How to find the index of current object in range-based for loop?

Yes you can, it just take some massaging 😉

The trick is to use composition: instead of iterating over the container directly, you “zip” it with an index along the way.

Specialized zipper code:

template <typename T>
struct iterator_extractor { typedef typename T::iterator type; };

template <typename T>
struct iterator_extractor<T const> { typedef typename T::const_iterator type; };


template <typename T>
class Indexer {
public:
    class iterator {
        typedef typename iterator_extractor<T>::type inner_iterator;

        typedef typename std::iterator_traits<inner_iterator>::reference inner_reference;
    public:
        typedef std::pair<size_t, inner_reference> reference;

        iterator(inner_iterator it): _pos(0), _it(it) {}

        reference operator*() const { return reference(_pos, *_it); }

        iterator& operator++() { ++_pos; ++_it; return *this; }
        iterator operator++(int) { iterator tmp(*this); ++*this; return tmp; }

        bool operator==(iterator const& it) const { return _it == it._it; }
        bool operator!=(iterator const& it) const { return !(*this == it); }

    private:
        size_t _pos;
        inner_iterator _it;
    };

    Indexer(T& t): _container(t) {}

    iterator begin() const { return iterator(_container.begin()); }
    iterator end() const { return iterator(_container.end()); }

private:
    T& _container;
}; // class Indexer

template <typename T>
Indexer<T> index(T& t) { return Indexer<T>(t); }

And using it:

#include <iostream>
#include <iterator>
#include <limits>
#include <vector>

// Zipper code here

int main() {
    std::vector<int> v{1, 2, 3, 4, 5, 6, 7, 8, 9};

    for (auto p: index(v)) {
        std::cout << p.first << ": " << p.second << "\n";
    }
}

You can see it at ideone, though it lacks the for-range loop support so it’s less pretty.

EDIT:

Just remembered that I should check Boost.Range more often.
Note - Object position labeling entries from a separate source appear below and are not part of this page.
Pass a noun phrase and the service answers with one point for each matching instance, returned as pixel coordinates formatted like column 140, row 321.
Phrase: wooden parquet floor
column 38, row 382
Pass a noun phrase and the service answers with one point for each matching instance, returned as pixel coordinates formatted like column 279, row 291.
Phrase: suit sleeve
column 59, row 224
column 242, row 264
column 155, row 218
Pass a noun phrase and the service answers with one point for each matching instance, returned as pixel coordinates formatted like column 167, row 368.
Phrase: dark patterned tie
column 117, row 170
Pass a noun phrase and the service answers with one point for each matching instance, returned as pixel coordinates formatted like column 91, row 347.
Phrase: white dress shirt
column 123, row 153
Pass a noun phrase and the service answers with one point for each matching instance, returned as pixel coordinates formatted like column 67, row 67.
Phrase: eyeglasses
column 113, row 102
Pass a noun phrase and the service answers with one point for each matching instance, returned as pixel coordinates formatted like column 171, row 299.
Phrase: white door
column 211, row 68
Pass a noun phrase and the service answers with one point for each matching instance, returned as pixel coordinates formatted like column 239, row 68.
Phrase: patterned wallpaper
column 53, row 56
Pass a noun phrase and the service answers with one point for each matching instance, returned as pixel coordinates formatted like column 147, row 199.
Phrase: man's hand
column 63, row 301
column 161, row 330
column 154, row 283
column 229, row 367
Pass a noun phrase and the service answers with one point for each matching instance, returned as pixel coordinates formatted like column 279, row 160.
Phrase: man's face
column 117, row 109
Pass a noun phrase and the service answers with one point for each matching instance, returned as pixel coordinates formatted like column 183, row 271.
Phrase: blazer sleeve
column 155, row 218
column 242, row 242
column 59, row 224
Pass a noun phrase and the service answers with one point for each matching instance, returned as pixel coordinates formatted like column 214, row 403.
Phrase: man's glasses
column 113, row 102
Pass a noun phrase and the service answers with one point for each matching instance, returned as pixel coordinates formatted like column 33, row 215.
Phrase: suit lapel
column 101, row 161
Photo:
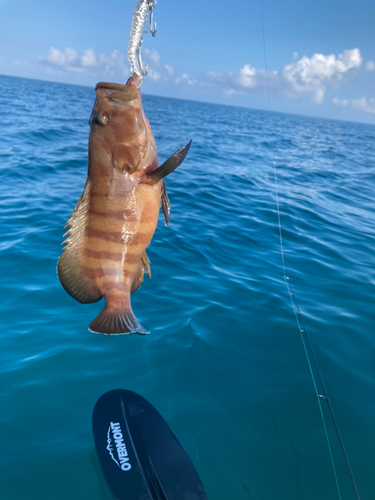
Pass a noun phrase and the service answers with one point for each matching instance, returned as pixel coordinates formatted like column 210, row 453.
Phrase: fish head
column 120, row 134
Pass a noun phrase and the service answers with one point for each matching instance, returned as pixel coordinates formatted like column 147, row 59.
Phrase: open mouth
column 118, row 92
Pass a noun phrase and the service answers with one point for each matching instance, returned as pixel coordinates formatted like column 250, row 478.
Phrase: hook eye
column 101, row 117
Unfortunately no zip range, but I did found a pearl: boost::adaptors::indexed. However it requires access to the iterator to pull of the index. Shame 😡

Otherwise with the counting_range and a generic zip I am sure it could be possible to do something interesting…
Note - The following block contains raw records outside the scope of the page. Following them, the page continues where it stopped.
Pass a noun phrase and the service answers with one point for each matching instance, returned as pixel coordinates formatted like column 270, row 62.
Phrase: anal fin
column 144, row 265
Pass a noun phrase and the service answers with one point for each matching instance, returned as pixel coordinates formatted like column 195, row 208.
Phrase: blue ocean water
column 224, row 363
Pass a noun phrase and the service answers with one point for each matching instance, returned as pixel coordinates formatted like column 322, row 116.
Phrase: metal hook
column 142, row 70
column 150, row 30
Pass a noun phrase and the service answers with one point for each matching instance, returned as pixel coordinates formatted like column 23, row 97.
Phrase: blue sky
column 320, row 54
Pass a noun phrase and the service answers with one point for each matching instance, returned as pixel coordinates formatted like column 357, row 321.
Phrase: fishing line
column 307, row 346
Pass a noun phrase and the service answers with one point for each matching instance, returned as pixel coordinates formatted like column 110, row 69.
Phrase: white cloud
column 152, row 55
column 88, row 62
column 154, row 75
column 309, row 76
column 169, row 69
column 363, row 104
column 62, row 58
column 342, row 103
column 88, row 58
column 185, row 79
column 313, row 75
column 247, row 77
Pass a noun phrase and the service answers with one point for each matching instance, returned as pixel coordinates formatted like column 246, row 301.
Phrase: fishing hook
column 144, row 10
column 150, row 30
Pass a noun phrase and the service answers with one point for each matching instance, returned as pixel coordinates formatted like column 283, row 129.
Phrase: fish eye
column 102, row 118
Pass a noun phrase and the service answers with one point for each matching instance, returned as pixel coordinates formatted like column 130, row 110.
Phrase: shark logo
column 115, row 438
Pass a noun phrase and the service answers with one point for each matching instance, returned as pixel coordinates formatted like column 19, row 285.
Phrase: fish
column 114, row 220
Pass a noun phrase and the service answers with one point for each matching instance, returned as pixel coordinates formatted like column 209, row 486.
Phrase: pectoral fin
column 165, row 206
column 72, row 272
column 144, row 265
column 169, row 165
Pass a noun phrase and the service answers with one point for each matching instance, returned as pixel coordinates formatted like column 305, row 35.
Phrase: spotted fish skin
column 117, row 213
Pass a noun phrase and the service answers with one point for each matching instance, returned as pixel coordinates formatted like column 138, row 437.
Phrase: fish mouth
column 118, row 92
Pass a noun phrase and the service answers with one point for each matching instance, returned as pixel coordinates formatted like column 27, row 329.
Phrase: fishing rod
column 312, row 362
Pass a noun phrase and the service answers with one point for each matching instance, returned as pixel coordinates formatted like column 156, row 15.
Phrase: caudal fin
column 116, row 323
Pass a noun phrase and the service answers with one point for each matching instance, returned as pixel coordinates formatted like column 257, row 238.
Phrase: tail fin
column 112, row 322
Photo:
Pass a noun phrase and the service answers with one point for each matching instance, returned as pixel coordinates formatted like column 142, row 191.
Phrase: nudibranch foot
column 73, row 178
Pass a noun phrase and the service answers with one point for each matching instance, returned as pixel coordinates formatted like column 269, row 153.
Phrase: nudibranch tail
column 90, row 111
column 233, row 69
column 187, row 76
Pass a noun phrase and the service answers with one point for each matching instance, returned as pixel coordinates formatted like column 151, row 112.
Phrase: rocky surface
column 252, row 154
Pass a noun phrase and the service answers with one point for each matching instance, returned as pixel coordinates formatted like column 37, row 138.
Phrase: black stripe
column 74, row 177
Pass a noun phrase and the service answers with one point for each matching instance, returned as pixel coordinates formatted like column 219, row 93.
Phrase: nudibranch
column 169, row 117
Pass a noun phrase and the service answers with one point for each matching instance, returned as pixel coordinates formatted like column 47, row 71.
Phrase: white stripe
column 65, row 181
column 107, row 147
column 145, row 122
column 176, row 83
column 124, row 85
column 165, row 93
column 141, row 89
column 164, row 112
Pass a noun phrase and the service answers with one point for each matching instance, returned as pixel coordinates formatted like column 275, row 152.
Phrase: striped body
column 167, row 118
In the ideal world I would imagine:

int main() {
    std::vector<int> v{1, 2, 3, 4, 5, 6, 7, 8, 9};

    for (auto tuple: zip(iota(0), v)) {
        std::cout << tuple.at<0>() << ": " << tuple.at<1>() << "\n";
    }
}

With zip automatically creating a view as a range of tuples of references and iota(0) simply creating a “false” range that starts from 0 and just counts toward infinity (or well, the maximum of its type…).